Friday, 11 May 2012

Stevie, other opposition MPs, Wonder about Part-Time Lawyers




Stevie, other opposition MPs, Wonder about Part-Time Lawyers

Plans to allow the head of the Victorian Law Reform Commission to work part-time came under fire in parliament last week.  Proposed changes to the Justice Legislation Amendment Bill 2012 would allow the Attorney-General to appoint the chairperson in a full- or part-time capacity.

During the second reading of the bill on March 1, Attorney-General Robert Clark said “the amendment will create the potential for suitably qualified academic and expert candidates to contribute to the important task of law reform without having to sacrifice their existing careers”.

The Shadow Minister for Higher Education and Skills, Steve Herbert, said in parliament the work of government would be downgraded by a part-time chair.

“...If all you are interested in doing is tweaking little bits of law... a part-time chairperson is all you need. They can rock up a couple of hours a week...have a coffee and go home, but this is not our view of how the Victorian law reform commission should operate,” Mr Herbert said.

But during last week’s debate, the Opposition confirmed they would not oppose the bill.

The proposed legislation introduces five amendments. Reforms include expanding the powers of the president of the Children's Court of Victoria and modifying procedures for referral in the Magistrates Court. The fifth proposed change removes the requirement that the chairperson of the Victorian Law Reform Commission must be a full-time appointment.

Shadow Attorney-General Martin Pakula said the work of the Victorian Law Reform Commission is “too important for the position to be moulded to the needs of any individual”.

The Parliamentary Secretary to the Leader of the Opposition, Mr Don Nardella, agreed there may be a person willing to do the job on a part-time basis whilst holding another position, but this is not the “optimum situation”.

During the debate, State Member for Burwood, Graham Watt, said the Opposition should not be concerned because the proposed changes allow the appointment to be part-time or full-time. He argued that if a candidate who is only available part-time is the better choice, then that candidate should be appointed.

A source from the Victoria Law Reform Commission has confirmed that no one has been appointed to the position, and that the change would allow for more flexibility and a wider applicant pool.

Presently, the position is full-time and held by David Jones. Mr Jones was appointed in February 2012 when the previous commissioner, Professor Neil Rees, ended his term. Mr Jones served as a judge in the County Court for 25 years.

While proposing the reform, Attorney-General Clark commended the valuable work done by the commission under Professor Rees's leadership.  In May 2008, Rees handed down one of the Commission's most discussed reports, advising the Victorian Government on the decriminalisation of abortion.
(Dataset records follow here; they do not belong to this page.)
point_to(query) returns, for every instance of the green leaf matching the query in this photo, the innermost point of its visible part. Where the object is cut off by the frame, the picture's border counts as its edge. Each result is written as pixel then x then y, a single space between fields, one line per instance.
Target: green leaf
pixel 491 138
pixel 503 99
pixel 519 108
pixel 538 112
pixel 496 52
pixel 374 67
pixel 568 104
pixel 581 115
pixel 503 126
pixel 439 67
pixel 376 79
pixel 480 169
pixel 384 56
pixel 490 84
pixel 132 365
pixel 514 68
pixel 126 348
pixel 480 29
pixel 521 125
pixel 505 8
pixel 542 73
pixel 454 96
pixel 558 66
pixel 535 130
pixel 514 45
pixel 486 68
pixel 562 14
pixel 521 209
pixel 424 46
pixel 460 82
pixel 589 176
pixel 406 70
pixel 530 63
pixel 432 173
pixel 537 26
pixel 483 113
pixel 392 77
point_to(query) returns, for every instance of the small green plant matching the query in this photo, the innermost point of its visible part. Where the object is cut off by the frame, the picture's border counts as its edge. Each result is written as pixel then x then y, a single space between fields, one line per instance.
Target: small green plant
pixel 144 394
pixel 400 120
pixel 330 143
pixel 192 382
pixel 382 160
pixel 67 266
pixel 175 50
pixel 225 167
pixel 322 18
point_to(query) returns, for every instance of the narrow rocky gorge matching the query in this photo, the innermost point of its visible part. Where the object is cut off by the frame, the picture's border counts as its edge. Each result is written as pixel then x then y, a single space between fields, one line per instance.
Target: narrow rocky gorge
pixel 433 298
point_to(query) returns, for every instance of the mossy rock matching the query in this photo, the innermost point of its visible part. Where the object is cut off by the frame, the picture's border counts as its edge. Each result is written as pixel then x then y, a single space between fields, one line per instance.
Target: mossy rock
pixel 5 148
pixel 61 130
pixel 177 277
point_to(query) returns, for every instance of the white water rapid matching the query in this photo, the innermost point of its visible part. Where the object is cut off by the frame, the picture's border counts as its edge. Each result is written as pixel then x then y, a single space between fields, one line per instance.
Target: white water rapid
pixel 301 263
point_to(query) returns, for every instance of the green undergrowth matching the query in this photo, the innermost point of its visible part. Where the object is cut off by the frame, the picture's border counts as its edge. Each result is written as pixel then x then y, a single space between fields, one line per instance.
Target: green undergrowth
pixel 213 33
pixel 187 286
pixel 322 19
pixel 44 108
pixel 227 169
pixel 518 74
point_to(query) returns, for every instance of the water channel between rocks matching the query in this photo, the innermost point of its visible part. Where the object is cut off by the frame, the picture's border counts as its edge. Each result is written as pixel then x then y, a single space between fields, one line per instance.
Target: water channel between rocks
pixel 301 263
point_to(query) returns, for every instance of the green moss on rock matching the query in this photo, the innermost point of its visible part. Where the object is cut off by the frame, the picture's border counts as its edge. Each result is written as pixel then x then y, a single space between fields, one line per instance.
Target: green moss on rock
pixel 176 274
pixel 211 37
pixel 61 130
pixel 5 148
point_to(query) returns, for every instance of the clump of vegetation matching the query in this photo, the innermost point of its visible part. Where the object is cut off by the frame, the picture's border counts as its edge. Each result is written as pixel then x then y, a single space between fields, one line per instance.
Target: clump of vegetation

According to the Victorian Law Reform Commission's website, the commission is a publicly-funded statutory authority that is committed to inclusive law reform independent of the political process.

On April 18, the Attorney-General appointed two new commissioners. Mr Saul Holt, Director of Criminal Law with Victoria Legal Aid, and Mr Bruce Gardner, who has had 30 years experience in the Crown Solicitor’s Office and the Office of Public Prosecutions.

The Chairperson and Commissioners are appointed for terms determined by the government. Currently, the Commission has five full-time and part-time Commissioners drawn from academia, the judiciary and the community sector.